Inference is getting so much cheaper that cursor and zed have had to raise prices.

replies(2): >>45646301 #>>45647083 #
5. steveklabnik ◴[] No.45646301{4}[source]
> so actual dollars out rather than some imaginary cost per token is the metric that matters.

Even if we take this as true, the point is that this is different than "the cost of inference isn't going down." It is going down, it's just that people want more performance, and are willing to pay for it. Spend going up is not the same as cost going up.

I don't disagree that there are a wide variety of things to talk about here, but that means it's extra important to get what you're talking about straight.

replies(1): >>45646445 #
6. x0x0 ◴[] No.45646445{5}[source]
Playing word games labeling inference narrowly as the cost per token rather than the per-X $ going to your llm api provider per customer/user/use/whatever is kinda silly?

The cost of inference -- ie $ that go to your llm api provider -- has increased and certainly appears to continue to increase.

see also https://ethanding.substack.com/p/ai-subscriptions-get-short-...

replies(1): >>45646884 #
7. steveklabnik ◴[] No.45646884{6}[source]
> The cost of inference -- ie $ that go to your llm api provider

This is the crux of it: when talking about "the cost of inference" for the purposes of the unit economics of the business, what's being discussed is not what they charge you. It's about their COGs.

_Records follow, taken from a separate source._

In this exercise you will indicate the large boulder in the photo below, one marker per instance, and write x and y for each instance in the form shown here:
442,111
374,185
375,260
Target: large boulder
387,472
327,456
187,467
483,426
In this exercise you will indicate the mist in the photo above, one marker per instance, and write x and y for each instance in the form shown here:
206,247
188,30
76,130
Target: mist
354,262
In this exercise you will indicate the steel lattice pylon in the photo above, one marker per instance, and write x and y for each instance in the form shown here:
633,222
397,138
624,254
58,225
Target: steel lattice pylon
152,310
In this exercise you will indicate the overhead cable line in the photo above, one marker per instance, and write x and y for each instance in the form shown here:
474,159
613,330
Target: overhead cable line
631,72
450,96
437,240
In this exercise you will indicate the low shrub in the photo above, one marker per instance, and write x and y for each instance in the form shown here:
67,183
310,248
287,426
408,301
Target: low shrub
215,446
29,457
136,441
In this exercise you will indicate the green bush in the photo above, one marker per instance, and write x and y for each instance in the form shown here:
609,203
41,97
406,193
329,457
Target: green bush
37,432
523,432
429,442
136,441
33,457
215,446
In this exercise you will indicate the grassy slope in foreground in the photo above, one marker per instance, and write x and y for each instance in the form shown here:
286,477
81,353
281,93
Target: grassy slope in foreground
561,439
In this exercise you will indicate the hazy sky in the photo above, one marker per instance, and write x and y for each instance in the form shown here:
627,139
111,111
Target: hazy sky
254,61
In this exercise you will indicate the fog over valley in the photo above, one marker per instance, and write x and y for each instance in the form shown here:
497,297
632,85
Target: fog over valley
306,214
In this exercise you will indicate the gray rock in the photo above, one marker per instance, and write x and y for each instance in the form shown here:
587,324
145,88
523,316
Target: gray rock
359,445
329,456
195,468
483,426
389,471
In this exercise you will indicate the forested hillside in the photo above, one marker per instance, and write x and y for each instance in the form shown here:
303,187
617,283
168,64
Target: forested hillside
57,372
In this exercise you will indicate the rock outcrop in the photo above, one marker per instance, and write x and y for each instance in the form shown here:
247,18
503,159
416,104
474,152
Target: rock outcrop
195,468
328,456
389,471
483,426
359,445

That's not word games. It's about being clear about what's being talked about.

Talking about increased prices is something that could be talked about! But it's a different thing. For example, what you're talking about here is total spend, not about individual pricing going up or down. That's also a third thing!

You can't come to agreement unless you agree on what's being discussed.

8. dcre ◴[] No.45647083{4}[source]
Why do the unit economics require a decrease in inference spend per user? This is discussed at the end of the post. I think this is based on the very strange assumption that these businesses must charge $20 a month no matter how much inference their customers want to use. This is precisely what the move to usage-based pricing was about. End users want to use more inference because they like it so much, and are knocking down these companies’ doors demanding to be allowed to pay them more money to get more inference.